Read entire Court opinion here.

Jason Browne’s analysis

California’s Supreme Court upheld the original (superior court) magistrate’s dismissal of the complaint, “on the grounds that in light of the CUA, the charge of H&SC § 11360 (sales) was invalid as applied to (qualified individuals), both under the 14th Amendment’s due process clause and… (it’s)… equal protection clause.”

Analysis For Attorneys

In this case, it is again offered by the high court, as it did in Mower, that a case may be dismissed at any stage in the proceeding, including Demure, Pleadings, and Preliminary Hearings, where dismissal serves the interests of justice.

People v. Wright (2004)

Full Circle Cannabis Consultations’ Court Case Analysis of  People v. Wright (2004) by Jason Browne


“It is beyond dispute that medical authorization can provide a defense to the charge of possessing marijuana… it can also provide a defense to the charge of transporting marijuana when there is a reasonable doubt as to whether the transportation was reasonably related to the defendant’s medical needs. And it can provide a clearly relevant alternative explanation for possession where the charge is possession for sale.” “In determining that the C.U.A. was, as a matter of law, inapplicable to this case we believe the trial court prejudicially infringed Wright’s constitutional entitlement to present a defense.”

Read Entire Court opinion here.

Analysis For Attorneys

The court has found that the amounts of (cannabis) described in the M.M.P.A. constituted a floor, not a ceiling, to the amounts of (cannabis) qualified individuals may possess.

People v.
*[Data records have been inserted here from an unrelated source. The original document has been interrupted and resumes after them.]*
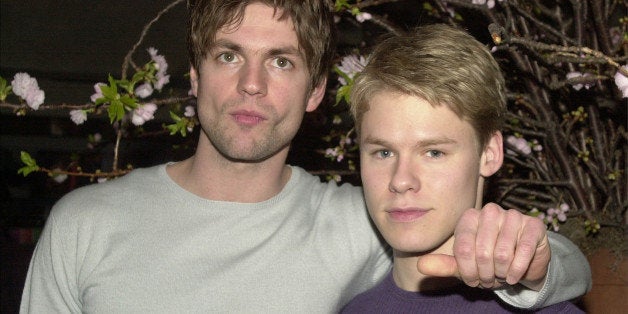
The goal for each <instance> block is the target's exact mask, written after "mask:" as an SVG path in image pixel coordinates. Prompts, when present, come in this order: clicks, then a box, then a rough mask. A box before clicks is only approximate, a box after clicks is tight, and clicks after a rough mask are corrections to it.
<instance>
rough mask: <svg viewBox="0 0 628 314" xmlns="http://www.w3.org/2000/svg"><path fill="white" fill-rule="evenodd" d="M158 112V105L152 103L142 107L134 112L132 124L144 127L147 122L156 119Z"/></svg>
mask: <svg viewBox="0 0 628 314" xmlns="http://www.w3.org/2000/svg"><path fill="white" fill-rule="evenodd" d="M156 110H157V105H155V104H152V103H148V104H144V105H140V106H139V107H138V108H137V109H135V110H133V117H132V118H131V122H132V123H133V124H134V125H142V124H144V123H145V122H146V121H149V120H152V119H154V118H155V117H154V114H155V111H156Z"/></svg>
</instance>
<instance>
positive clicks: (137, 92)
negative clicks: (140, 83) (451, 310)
mask: <svg viewBox="0 0 628 314" xmlns="http://www.w3.org/2000/svg"><path fill="white" fill-rule="evenodd" d="M152 94H153V86H152V85H150V84H149V83H144V84H142V85H140V86H138V87H137V88H136V89H135V95H137V97H140V98H146V97H148V96H150V95H152Z"/></svg>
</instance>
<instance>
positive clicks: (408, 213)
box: [386, 208, 429, 222]
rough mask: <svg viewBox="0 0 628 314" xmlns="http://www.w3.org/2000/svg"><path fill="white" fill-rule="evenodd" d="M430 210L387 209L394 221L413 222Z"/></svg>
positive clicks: (413, 208) (406, 208) (419, 209)
mask: <svg viewBox="0 0 628 314" xmlns="http://www.w3.org/2000/svg"><path fill="white" fill-rule="evenodd" d="M428 211H429V210H427V209H419V208H391V209H389V210H386V213H387V214H388V217H389V218H390V219H391V220H392V221H394V222H412V221H415V220H418V219H419V218H421V217H423V216H424V215H425V214H427V212H428Z"/></svg>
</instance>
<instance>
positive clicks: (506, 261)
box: [495, 249, 513, 265]
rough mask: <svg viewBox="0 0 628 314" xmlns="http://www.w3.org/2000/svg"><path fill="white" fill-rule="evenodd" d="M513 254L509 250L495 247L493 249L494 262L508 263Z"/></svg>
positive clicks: (511, 258)
mask: <svg viewBox="0 0 628 314" xmlns="http://www.w3.org/2000/svg"><path fill="white" fill-rule="evenodd" d="M512 258H513V255H512V253H511V252H510V251H509V250H506V249H497V250H495V263H498V264H502V265H503V264H508V263H510V261H511V260H512Z"/></svg>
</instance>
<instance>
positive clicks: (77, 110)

Spark (2004 – Fifth Appellate District)

Full Circle Cannabis Consultations’ Court Case Analysis of  People v. Spark (2004 – Fifth Appellate District) by Jason Browne


“… the voters of California did not intend to limit the compassionate use defense to those patients deemed by a jury to be ‘seriously ill.’ ” “A physician’s determination on this medical issue is not to be second guessed by jurors…” “… a defendant need not prove the defense (facts necessary to establish the elements of defense) by a preponderance of the evidence in order… to be successful.”

Read the entire Court opinion here

Jason Browne’s Analysis

In the published portion of this opinion, we hold that the compassionate use defense of Section 11362.5 does not require a defendant to present evidence that he or she was “seriously ill.”

Analysis For Attorneys

Basically, neither the police, the district attorney nor the courts may second guess the medical opinions of the authorizing physician. The physician is not to be put on trial and the confidentiality of the patient’s health information, including any medical diagnosis, is not to be violated during the presentation of a medical use defense.